The UR20 also launches with the newest version of PolyScope software, and Beck said that programming and getting the cobot ready for the shop floor can be done in a day or two.
Doing the Heavy Lifting
Adding a cobot with a heavier payload and long reach also signals a competitive move for UR, which is owned by Teradyne. Others who lead in this category include Fanuc’s CR-35iA (a 35-kg payload) and Yaskawa Motoman HC30PL.
UR launched the world’s first commercially viable cobot in 2008 and, at last count according to UR’s press materials, has since built an ecosystem of more than 1,100 integrators, distributors and independent partners creating components, kits and applications for its cobots.
According to Beck, UR is now responding to a demand for cobots that can do both heavy lifting and moving. Palletizing is a rapidly growing application area within food and beverage, alongside metal machining and general manufacturing, he said. Welding is another application area that has seen high growth over the past couple of years.

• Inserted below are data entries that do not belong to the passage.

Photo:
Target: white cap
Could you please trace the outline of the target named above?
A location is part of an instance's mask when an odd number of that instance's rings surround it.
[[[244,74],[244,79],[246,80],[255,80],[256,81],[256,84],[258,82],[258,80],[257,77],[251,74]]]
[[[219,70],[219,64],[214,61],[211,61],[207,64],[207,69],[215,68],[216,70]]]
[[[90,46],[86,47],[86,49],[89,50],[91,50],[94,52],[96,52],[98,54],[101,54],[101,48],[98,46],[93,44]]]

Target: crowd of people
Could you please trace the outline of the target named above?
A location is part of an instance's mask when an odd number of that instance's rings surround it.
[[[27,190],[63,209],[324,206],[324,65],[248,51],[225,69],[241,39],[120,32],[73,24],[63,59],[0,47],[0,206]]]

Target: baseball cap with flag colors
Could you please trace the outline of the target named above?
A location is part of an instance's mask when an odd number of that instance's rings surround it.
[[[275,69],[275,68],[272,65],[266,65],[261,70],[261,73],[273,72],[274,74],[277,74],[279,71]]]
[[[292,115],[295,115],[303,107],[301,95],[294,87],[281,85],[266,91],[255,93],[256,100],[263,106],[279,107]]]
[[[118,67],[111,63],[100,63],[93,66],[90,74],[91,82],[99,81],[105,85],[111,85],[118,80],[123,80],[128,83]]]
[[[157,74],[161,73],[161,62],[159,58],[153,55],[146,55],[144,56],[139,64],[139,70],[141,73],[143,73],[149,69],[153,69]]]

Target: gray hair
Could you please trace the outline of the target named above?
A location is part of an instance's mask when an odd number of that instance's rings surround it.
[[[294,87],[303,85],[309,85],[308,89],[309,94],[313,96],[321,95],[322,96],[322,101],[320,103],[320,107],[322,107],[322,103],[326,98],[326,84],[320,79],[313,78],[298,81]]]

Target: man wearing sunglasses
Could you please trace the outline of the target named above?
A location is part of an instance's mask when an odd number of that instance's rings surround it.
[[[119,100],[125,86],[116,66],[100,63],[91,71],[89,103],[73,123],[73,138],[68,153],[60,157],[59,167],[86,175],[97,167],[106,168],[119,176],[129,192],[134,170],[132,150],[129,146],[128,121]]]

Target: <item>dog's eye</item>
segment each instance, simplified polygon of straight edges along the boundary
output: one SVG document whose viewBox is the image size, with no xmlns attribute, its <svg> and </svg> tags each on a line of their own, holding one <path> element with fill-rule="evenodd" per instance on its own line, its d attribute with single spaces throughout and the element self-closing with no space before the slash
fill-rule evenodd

Geographically, the trend is extended to lower-cost countries, such as India and China, where there is a high demand on automating tasks. The UR20 can be deployed for tasks in pharmaceutical and semiconductor manufacturing as well, but “it is not a robot designed for being in the most holy parts of the clean room,” Beck said.
“Having a robot that’s fairly lightweight for its size, that is perfectly designed for retrofits and can be housed close to existing machinery, but can handle heavy loads and also extend the arm fairly far, that’s a sweet spot for the UR20,” he said.
Given the number of partners who approached UR at Automatica (an international smart automation trade fair in Munich, Germany) with great ideas about how the novel ways the UR20 could be deployed, Beck can be confident the true limits to the UR20’s applications will be revealed once it hits the market in Q2 of 2023.